History

United States
- Name: Maria
- Builder: William Perrine, Williamsburg, Pennsylvania
- Launched: 1865
- Acquired: 11 April 1865
- Fate: Sunk, 4 January 1870

General characteristics
- Class & type: Tugboat
- Displacement: 170 tons
- Draft: 6 feet (1.8 m)

= USS Maria =

Tugboat of the US Navy

USS Maria was a small tugboat of the United States Navy. Ordered to support the Anaconda Plan during the American Civil War, she was commissioned to late to see action and was laid up.
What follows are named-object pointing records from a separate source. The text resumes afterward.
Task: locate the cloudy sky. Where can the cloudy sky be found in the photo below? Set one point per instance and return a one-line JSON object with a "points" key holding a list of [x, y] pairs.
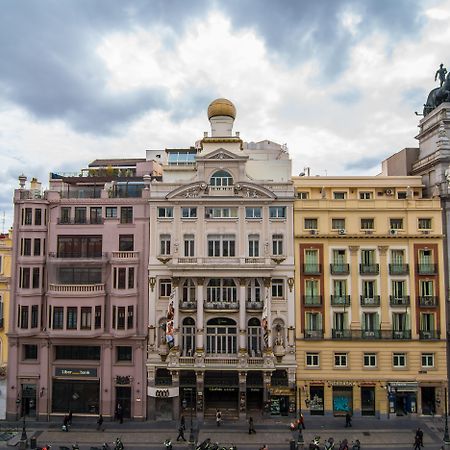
{"points": [[337, 80]]}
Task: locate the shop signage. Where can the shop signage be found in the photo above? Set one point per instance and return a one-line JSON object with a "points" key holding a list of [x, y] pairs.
{"points": [[70, 372]]}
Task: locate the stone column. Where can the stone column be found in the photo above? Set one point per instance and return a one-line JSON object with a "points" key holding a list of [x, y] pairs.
{"points": [[385, 323], [354, 283], [200, 315], [242, 309]]}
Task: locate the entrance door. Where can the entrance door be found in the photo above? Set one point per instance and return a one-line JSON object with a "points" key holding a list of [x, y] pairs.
{"points": [[123, 396]]}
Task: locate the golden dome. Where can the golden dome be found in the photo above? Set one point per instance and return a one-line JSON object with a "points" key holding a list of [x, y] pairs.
{"points": [[221, 107]]}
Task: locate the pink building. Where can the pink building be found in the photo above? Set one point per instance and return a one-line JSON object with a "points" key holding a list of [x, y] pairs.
{"points": [[79, 300]]}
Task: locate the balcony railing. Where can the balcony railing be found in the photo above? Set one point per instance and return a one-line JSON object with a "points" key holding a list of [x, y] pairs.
{"points": [[401, 334], [426, 269], [428, 301], [369, 269], [371, 334], [429, 334], [311, 269], [221, 305], [188, 306], [395, 300], [313, 334], [341, 334], [340, 300], [398, 269], [255, 306], [374, 300], [312, 300], [340, 269]]}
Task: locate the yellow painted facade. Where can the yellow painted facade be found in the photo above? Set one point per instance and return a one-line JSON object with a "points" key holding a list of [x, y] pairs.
{"points": [[5, 280], [370, 297]]}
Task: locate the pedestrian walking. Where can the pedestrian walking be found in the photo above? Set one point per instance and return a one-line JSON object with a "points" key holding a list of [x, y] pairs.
{"points": [[100, 423], [348, 419], [218, 417], [251, 426], [181, 433]]}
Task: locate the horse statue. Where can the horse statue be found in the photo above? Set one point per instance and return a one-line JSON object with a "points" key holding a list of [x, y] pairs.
{"points": [[437, 96]]}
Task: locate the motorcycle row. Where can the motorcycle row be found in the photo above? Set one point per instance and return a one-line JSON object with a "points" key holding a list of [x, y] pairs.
{"points": [[329, 444]]}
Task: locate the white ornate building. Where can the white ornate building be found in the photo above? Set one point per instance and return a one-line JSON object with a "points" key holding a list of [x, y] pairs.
{"points": [[221, 276]]}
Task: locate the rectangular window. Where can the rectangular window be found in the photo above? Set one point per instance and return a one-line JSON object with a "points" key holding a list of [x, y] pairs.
{"points": [[338, 224], [29, 351], [370, 360], [72, 318], [312, 360], [277, 288], [126, 242], [340, 359], [310, 224], [37, 247], [277, 244], [367, 224], [189, 212], [399, 360], [253, 212], [396, 224], [165, 212], [253, 246], [38, 216], [86, 318], [124, 353], [277, 212], [58, 318], [165, 287], [111, 212], [424, 224], [36, 277], [34, 316], [427, 359], [164, 241], [189, 245], [126, 214]]}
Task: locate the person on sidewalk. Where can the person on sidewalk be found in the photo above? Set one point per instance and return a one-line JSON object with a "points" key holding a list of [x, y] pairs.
{"points": [[181, 433], [251, 426], [218, 417], [348, 419]]}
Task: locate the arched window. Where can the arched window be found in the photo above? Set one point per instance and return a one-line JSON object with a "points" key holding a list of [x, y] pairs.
{"points": [[254, 345], [188, 294], [254, 291], [188, 336], [221, 290], [221, 336], [221, 178]]}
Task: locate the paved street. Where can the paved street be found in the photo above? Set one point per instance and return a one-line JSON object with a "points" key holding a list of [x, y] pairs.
{"points": [[397, 433]]}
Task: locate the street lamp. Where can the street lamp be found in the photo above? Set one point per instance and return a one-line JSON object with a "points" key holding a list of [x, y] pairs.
{"points": [[446, 438]]}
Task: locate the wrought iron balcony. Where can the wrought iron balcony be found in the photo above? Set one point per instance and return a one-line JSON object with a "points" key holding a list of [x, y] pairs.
{"points": [[395, 300], [313, 334], [429, 334], [340, 300], [428, 301], [312, 269], [369, 269], [312, 300], [374, 300], [340, 269], [427, 269], [398, 269]]}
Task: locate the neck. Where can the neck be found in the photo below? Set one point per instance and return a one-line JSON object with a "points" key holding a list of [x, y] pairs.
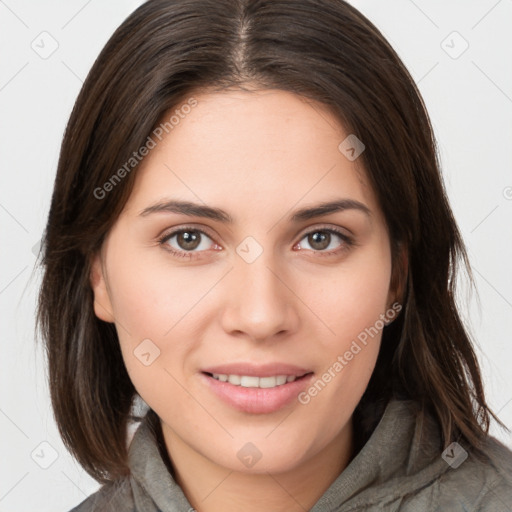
{"points": [[210, 487]]}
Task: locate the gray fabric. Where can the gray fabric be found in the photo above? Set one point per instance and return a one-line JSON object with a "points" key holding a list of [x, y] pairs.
{"points": [[399, 469]]}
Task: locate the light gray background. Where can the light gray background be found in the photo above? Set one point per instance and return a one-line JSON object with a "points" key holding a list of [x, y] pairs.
{"points": [[469, 97]]}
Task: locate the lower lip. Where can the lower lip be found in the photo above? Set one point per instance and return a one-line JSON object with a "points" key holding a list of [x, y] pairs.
{"points": [[257, 400]]}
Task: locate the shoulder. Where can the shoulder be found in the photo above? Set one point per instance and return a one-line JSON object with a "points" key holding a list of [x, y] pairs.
{"points": [[112, 497], [482, 481]]}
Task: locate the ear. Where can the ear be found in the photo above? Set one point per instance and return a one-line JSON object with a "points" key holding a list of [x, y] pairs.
{"points": [[399, 276], [102, 302]]}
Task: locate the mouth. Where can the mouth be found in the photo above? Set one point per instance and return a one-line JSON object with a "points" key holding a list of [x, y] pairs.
{"points": [[254, 381], [262, 393]]}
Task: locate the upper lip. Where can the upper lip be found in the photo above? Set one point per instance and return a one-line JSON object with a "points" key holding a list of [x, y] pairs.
{"points": [[252, 370]]}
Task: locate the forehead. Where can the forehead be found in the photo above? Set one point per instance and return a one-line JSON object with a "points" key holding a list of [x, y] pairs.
{"points": [[248, 150]]}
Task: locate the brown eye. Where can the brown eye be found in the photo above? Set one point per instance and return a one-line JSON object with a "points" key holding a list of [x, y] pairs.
{"points": [[319, 240], [329, 241], [188, 240]]}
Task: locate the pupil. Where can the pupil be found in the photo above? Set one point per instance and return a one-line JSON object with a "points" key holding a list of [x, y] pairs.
{"points": [[186, 240], [319, 240]]}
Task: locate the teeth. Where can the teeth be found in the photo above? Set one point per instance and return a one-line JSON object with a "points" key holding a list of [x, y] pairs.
{"points": [[247, 381]]}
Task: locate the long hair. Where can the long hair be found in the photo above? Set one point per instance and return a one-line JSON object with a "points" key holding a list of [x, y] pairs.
{"points": [[324, 50]]}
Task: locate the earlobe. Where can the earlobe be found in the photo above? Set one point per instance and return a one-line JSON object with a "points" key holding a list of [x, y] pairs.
{"points": [[399, 277], [102, 303]]}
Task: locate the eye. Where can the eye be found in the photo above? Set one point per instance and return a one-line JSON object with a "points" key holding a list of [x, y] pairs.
{"points": [[331, 241], [185, 241]]}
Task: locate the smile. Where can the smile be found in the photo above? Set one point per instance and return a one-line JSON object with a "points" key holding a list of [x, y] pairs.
{"points": [[250, 381]]}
On 4 January 1870, she collided with USS Miantonomoh and sank off Massachusetts.
== Development and design ==
During the American Civil War, the Union Navy aimed to blockade the Confederate States into submission. To maneuver blockading warships, it needed a fleet of tugboats. By 1864, the existing fleet of small, wooden-hull, weak riverine boats were unsatisfactory. To address the issue, a series of iron-hull, propeller-driven tugboats were ordered. The largest design became the Fortune-class, which was ordered alongside a smaller and more shallow pair of tugboats: Maria and her sister ship Pilgrim. The duo had a displacement of 170 tons, an iron hull with a draft of 6 ft, and was propelled by a vertical compound steam engine that turned one a propeller to produce a top speed of 12 kn.

== Service history ==
The tugboat was built at the shipyard of William Perrine, in Williambsurg, Pennsylvania, and was launched in 1864. Maria was delivered to the Navy on 11 April 1865, after the war had ended. Over the next five years, she was primarily in ordinary at the New York Navy Yard. On 4 January 1870, she collided with USS Miantonomoh off Martha's Vineyard and sank.